It is common for all us humans to make mistakes. After all, none of us are perfect. A mistake can be a small or even a large-scale one. No matter its scale, a mistake is still a mistake. It is human nature to hate being wrong. We all know that it feels awful whenever you make a mistake.
What actually matters is how we respond to our wrongdoings. Some people admit their mistakes and apologize. Others imply that they were wrong but don’t do it explicitly that satisfies the other person. Finally, some don’t even admit they’re wrong, despite all the proof that confirms their guilt.
Generally, it is a manipulator and deceitful individual that will never accept their mistakes and wrongdoings. They’ll never say sorry and take responsibility for their actions.
It’s normal for people to respond in the first two ways we spoke of, but those who don’t take accountability for their mistakes are not so normal. The psychological factor behind this is their ego, which is their sense of self. People with fragile egos can’t admit their mistakes because it is too hard for their egos to tolerate.
Due to their weak psychological constitution, accepting that they were wrong can shatter them psychologically. This is when their defense mechanisms act up and protect their weak ego by manipulating facts in their minds so that they are no longer the culprits. These sorts of people come up with statements and repeat statements to avoid accepting the reality that they are, in fact, wrong.
They will regularly try to shift the blame onto someone else, or try to convince you that someone else is responsible, and act like they’re incapable of making mistakes or treating others unjustly.
They even attack people who try to argue with them. People who behave in this way are considered psychologically fragile. Even though they seem confident in their appearance, don’t let them fool you. They are only trying to protect their fragile egos. It might be painful to admit that you’re wrong, yet it is what a courageous person would do; it is the right thing to do.

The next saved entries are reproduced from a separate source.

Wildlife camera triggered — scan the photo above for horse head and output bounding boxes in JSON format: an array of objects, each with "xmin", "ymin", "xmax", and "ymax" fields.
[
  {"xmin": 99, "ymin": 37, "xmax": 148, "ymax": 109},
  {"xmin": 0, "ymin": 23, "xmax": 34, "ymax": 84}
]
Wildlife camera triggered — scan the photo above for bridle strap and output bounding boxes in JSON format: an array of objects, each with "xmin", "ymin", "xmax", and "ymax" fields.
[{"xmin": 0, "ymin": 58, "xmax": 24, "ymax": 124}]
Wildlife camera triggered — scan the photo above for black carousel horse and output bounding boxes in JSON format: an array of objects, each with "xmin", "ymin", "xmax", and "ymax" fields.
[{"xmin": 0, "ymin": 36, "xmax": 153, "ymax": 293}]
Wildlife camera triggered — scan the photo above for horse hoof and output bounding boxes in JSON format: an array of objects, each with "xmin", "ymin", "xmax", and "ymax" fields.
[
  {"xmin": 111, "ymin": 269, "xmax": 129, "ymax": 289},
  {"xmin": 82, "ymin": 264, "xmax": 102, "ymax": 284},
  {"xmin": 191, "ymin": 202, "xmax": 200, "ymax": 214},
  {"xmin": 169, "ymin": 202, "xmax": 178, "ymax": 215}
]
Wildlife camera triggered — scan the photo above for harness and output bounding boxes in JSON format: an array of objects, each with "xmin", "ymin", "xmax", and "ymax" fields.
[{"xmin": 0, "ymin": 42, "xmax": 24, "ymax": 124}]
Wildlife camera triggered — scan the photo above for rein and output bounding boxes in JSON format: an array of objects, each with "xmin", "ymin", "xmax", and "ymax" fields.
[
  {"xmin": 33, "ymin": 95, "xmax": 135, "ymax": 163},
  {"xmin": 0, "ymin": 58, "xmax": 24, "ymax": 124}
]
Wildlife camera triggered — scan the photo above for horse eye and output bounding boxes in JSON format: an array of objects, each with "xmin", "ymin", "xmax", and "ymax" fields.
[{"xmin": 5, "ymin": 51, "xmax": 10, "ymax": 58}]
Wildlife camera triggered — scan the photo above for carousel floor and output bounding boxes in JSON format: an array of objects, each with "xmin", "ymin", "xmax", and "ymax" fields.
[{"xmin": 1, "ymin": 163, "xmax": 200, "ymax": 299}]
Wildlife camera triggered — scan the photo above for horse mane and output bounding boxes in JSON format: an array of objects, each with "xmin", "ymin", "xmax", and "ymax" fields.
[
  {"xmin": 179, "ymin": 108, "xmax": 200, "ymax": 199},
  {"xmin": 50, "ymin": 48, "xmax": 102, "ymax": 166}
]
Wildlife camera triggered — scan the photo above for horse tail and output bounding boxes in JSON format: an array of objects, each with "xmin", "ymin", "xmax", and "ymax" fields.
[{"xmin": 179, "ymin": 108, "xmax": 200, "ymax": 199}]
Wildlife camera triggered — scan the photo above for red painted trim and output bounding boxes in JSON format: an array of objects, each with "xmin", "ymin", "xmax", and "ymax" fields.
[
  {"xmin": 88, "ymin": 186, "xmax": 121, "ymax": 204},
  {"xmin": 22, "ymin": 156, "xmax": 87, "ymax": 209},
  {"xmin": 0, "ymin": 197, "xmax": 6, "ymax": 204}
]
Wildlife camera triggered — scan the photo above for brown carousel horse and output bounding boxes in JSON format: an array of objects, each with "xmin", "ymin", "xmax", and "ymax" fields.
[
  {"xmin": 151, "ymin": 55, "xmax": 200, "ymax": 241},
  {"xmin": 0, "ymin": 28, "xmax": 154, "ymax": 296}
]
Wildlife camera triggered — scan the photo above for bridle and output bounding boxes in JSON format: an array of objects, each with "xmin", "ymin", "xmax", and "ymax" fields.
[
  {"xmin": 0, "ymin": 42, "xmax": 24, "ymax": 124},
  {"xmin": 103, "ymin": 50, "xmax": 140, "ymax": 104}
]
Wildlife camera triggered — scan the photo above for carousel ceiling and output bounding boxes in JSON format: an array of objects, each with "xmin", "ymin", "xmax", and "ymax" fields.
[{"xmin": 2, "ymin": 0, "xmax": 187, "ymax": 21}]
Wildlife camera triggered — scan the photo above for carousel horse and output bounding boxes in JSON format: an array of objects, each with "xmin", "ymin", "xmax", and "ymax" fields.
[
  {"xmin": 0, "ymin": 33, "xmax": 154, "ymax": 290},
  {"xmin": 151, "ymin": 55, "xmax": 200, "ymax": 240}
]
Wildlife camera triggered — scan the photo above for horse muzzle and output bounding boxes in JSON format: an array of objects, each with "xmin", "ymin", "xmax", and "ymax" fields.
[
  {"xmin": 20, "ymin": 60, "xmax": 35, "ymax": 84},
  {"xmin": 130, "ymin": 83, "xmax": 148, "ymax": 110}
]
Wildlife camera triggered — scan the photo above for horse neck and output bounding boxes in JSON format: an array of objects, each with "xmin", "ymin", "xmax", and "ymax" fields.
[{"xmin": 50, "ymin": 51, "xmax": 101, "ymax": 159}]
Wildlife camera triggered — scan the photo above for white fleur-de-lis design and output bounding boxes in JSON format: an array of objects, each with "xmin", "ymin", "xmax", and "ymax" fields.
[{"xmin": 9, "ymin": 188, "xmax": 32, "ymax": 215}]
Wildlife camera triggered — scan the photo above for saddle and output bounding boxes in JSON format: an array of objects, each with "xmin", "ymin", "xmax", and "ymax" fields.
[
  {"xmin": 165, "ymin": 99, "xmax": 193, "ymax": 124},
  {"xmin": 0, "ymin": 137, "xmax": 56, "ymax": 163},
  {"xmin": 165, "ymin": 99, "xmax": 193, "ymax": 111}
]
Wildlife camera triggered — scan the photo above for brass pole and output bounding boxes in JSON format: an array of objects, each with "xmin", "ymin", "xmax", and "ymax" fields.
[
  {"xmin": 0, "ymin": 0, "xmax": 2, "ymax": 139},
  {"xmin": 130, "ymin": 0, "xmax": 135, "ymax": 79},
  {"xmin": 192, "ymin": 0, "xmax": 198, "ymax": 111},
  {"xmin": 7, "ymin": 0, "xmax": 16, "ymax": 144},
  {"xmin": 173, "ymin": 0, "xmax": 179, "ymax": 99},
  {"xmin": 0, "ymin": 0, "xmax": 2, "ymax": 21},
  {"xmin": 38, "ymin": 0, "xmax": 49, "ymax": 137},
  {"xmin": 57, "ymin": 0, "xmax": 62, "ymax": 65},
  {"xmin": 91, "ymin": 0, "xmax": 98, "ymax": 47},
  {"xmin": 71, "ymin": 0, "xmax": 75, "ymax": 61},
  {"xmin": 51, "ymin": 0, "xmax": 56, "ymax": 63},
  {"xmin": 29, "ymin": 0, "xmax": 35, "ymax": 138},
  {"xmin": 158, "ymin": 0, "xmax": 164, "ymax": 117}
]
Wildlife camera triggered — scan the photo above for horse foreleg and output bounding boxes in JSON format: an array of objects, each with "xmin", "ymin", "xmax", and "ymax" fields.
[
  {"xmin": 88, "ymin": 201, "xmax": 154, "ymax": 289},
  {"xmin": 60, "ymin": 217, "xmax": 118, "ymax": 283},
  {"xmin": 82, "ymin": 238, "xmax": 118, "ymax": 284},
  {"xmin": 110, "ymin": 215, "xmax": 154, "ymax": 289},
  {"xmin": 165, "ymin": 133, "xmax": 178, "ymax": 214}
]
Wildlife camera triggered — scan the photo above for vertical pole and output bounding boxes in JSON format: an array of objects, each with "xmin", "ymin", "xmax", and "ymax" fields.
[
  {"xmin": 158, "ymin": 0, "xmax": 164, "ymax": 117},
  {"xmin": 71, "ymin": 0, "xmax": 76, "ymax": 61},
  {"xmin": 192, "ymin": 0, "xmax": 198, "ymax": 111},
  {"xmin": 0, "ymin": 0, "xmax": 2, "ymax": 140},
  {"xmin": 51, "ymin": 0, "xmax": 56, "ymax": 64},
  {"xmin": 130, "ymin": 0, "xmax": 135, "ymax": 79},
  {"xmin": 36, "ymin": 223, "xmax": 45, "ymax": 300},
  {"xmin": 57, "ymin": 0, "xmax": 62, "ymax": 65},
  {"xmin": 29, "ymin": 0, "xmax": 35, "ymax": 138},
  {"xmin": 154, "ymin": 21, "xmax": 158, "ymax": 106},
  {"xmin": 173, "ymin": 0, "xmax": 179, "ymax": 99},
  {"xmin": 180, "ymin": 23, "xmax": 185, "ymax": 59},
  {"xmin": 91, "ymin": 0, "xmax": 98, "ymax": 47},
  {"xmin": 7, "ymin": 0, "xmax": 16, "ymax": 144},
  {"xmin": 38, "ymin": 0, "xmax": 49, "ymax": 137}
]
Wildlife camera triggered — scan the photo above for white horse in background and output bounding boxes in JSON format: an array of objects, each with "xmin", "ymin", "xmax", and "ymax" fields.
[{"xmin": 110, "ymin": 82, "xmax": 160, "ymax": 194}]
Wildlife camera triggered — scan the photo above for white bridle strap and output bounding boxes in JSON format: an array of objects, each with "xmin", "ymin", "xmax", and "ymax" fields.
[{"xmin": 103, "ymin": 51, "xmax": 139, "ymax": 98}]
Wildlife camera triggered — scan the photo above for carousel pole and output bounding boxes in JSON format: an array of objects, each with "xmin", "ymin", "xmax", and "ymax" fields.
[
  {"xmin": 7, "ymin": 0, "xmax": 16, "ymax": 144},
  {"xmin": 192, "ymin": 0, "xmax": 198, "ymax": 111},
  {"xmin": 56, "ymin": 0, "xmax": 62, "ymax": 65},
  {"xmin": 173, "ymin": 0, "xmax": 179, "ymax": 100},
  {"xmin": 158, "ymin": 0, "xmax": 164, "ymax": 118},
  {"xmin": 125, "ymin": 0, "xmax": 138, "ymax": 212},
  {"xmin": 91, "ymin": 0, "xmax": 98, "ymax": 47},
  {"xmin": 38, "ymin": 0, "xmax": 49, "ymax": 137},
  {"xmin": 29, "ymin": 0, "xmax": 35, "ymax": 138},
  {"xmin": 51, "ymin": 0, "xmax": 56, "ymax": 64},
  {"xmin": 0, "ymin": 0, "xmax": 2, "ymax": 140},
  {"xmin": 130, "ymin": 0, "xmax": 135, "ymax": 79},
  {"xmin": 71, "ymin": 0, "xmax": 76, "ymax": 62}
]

So, the best you can do when faced with a manipulative or deceitful person is simply ignoring them. Better still, just walk away, as you’re never going to get them to observe the situation the way you see it. There is no way you’re going to get them to take accountability for their actions because nothing you say or anyone else can say to a manipulative and deceitful individual has meaning for them.
An example of a manipulator in any relationship:
Unreasonable blaming and targeting someone’s soft spot. Holding others responsible for their happiness, unhappiness, success, or failures. They want to have control and power over others.
A deceitful person is untrustworthy, fraudulent, and two-faced.
Watch for these signs. They are similar to a narcissist:
- Denial and lying.
- Playing on insecurities.
- Changing the subject.
- Moving the goalposts.
How To Outsmart A Master Manipulator:
- Avoid contact with a manipulator.
- Say no and stick to your gun about being manipulated.
- Ignore the manipulator.
- Set your personal boundaries.
- Assume responsibility for what you do.